This was my first freebie from B2M and first MAC l/s. I love it to death! Will post pics when I find them. I'm Tech nc50/ Fix nc45 combo.


----------



## M.A.C. head. (Sep 24, 2008)

*Re: Any of you brown-skinned or darker skinned ladies wear...*

Girl About town is actually one of the first MAC l/s I ever purchased. I still love it! I used to wear it with Veneer laquer.


----------



## LatinaRose (Sep 24, 2008)

*Re: Any of you brown-skinned or darker skinned ladies wear...*

I love this lipstick!! I'm glad you started this thread b/c hearing everyone rave about it has motivated me to use it more.  I wear it with Beet l/l and Pink Poodle l/g.

Has anyone tried Show Orchid?  It looked like a lighter version of Girl About Town to me, more Barbie.


----------



## MizzHotTahiti (Sep 24, 2008)

*Re: Any of you brown-skinned or darker skinned ladies wear...*

Show Orchid is sooo hot.Try it for sure if u love Girl About Town.

Both are instant glam on tan-dark skin
	

	
	
		
		

		
			





.


----------



## MsMaryMAC (Sep 25, 2008)

*Re: Any of you brown-skinned or darker skinned ladies wear...*

Someone just recommended Girl About Town to me... I'm gonna get it!


----------



## LatinaRose (Oct 1, 2008)

*Re: Any of you brown-skinned or darker skinned ladies wear...*

How are you ladies wearing your eye makeup with the bright lips?


----------



## Shadowy Lady (Oct 1, 2008)

*Re: Any of you brown-skinned or darker skinned ladies wear...*

Quote:

   Originally Posted by *LatinaRose* 

 
_How are you ladies wearing your eye makeup with the bright lips?_

 
I'm neither pale or dark (about an NC30 now) but I love GAT. I feel like I need to blot it a lil bit during winter as it looks too bold. In the summer when I have a tan, I just wear out of the tube w/o blotting. I need to get Show Orchid l/s next...
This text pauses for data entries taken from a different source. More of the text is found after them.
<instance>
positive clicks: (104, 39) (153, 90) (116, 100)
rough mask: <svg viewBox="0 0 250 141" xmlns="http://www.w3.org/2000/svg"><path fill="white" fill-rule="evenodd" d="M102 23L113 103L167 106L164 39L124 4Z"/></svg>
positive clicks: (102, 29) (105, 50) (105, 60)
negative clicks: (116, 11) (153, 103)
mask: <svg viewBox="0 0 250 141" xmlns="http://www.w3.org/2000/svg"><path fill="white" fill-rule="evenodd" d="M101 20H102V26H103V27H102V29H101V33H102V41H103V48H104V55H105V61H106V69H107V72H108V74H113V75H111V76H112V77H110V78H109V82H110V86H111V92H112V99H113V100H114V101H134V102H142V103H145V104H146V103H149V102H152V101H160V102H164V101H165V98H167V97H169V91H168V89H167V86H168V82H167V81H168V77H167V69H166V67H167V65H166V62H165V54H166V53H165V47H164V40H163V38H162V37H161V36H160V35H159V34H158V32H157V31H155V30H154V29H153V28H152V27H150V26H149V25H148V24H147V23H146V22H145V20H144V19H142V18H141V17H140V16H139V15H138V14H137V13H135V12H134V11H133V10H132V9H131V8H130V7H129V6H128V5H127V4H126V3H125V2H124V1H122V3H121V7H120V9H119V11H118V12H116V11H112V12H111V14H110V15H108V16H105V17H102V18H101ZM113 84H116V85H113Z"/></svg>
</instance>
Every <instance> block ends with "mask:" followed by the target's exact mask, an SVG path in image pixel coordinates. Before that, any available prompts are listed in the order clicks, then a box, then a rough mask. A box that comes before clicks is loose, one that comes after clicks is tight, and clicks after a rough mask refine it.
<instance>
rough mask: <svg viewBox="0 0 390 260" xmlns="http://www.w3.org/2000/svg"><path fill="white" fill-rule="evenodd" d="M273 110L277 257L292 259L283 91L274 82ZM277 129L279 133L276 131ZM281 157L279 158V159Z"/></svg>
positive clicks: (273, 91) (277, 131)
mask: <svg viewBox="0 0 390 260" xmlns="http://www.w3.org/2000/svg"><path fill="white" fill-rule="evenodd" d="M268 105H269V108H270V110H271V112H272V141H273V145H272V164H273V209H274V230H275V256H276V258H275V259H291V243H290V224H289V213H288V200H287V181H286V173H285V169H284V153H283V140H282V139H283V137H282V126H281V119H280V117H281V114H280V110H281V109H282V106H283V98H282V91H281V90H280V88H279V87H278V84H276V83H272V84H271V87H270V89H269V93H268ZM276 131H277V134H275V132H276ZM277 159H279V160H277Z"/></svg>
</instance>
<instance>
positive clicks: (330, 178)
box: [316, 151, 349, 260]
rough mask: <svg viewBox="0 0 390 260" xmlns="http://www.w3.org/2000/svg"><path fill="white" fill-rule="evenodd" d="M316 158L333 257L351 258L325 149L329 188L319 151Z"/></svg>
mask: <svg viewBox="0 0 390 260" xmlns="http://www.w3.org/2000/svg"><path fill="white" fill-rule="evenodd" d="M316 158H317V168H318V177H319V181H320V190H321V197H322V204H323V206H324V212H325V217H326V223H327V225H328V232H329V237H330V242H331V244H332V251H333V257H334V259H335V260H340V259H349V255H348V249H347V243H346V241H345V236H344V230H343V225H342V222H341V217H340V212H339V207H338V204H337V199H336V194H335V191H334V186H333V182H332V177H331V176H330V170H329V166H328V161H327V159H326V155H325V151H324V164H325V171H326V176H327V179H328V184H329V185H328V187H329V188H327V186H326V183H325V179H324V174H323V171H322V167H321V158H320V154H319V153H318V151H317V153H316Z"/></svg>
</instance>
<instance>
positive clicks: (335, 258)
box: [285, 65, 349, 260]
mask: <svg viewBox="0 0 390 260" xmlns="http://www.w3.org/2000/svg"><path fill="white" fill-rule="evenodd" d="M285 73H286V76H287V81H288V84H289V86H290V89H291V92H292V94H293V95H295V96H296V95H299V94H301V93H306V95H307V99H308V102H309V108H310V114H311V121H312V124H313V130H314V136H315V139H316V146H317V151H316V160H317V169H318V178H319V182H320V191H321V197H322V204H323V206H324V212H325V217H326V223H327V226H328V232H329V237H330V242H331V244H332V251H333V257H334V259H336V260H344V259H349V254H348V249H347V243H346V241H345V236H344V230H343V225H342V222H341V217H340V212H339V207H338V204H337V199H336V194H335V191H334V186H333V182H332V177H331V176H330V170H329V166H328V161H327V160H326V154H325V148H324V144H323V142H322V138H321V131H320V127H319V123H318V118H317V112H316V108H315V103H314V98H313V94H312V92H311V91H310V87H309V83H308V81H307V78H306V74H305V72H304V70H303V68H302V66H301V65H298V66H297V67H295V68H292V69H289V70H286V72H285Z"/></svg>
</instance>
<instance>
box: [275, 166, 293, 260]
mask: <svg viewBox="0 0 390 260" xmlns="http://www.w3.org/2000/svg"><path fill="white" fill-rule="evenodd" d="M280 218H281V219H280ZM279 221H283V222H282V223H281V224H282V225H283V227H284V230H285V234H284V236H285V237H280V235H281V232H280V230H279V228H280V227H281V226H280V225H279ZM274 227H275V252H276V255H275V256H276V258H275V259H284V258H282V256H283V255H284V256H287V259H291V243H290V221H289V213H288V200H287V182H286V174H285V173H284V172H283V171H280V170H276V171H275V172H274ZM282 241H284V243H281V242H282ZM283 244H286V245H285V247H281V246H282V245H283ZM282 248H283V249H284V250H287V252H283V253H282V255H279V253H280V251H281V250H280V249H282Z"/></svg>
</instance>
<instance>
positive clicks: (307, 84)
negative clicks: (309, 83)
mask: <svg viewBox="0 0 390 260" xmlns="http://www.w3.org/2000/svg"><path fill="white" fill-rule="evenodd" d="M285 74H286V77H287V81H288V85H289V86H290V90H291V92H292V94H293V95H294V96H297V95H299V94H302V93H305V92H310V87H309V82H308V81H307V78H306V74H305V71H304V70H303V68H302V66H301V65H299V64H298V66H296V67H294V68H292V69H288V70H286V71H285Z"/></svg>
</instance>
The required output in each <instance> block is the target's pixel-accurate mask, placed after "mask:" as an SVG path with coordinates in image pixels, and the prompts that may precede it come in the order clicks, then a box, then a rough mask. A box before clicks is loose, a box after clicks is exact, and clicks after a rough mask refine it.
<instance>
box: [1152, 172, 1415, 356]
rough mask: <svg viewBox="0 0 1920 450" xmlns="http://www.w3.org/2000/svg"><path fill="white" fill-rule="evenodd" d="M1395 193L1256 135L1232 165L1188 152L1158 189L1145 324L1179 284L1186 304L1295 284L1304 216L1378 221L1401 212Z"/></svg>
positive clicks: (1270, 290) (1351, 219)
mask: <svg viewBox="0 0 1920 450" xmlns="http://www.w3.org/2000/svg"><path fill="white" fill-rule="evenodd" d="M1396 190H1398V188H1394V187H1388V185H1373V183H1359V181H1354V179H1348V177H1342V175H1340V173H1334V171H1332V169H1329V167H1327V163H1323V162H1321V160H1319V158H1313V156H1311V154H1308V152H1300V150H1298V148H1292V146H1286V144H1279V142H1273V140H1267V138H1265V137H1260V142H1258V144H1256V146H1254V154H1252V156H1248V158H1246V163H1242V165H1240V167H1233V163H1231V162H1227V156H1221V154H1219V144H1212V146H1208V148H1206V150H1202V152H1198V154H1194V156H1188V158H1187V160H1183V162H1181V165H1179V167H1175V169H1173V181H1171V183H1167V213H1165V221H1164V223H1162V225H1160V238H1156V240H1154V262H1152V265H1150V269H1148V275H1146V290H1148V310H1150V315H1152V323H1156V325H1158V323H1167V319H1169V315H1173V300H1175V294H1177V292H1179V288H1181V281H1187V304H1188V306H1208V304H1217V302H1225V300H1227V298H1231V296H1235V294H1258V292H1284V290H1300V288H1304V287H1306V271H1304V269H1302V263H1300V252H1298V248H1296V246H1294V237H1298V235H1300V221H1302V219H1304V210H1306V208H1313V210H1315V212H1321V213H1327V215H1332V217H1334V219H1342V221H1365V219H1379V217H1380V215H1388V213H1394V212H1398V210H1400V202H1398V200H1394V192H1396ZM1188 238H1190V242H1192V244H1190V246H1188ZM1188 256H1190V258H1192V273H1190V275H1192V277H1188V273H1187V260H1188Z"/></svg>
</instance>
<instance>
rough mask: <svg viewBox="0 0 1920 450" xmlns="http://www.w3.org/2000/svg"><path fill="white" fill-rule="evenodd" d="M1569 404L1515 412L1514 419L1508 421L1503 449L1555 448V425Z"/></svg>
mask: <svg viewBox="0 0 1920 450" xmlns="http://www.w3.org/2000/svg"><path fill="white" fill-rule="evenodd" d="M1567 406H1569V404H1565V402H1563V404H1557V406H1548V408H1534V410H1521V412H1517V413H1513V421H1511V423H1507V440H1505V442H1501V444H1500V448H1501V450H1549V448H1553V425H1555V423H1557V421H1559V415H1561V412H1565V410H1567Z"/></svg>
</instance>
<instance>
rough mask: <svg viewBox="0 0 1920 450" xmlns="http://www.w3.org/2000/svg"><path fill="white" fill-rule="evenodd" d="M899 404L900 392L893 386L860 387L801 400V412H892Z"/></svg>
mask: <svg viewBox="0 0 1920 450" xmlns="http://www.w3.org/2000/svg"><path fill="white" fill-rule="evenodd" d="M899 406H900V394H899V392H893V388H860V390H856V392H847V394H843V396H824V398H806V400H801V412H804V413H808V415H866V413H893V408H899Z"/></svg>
I wear my bold lips with with either a wash of ligh color and and e/l or I wear coordinating colors but I keep it soft. Last time I wore GAT I wore Vanilla p/m all over lid with Pink Pearl p/m in the crease and black liner. HTH


----------



## LatinaRose (Oct 2, 2008)

*Re: Any of you brown-skinned or darker skinned ladies wear...*

That sounds hot, thanks for sharing!!


----------



## L281173 (Oct 2, 2008)

*Re: Any of you brown-skinned or darker skinned ladies wear...*

I am an NC50.  I love Girl About Town Lipstick. I love to wear it with the Pink Poodle Lipglass.


----------



## ClaireAvril (Oct 8, 2008)

*Re: Any of you brown-skinned or darker skinned ladies wear...*

i heart girl about town.
and I wouldn't usually be attracted to a bold colour like that.. just goes to show.. don't knock it til you try it!


----------



## Regality101 (Nov 11, 2008)

*Re: Any of you brown-skinned or darker skinned ladies wear...*

Quote:

   Originally Posted by *LatinaRose* 

 
_How are you ladies wearing your eye makeup with the bright lips?_

 
I like to pair _girl about town_ with colors from the shadowy lady quad.


----------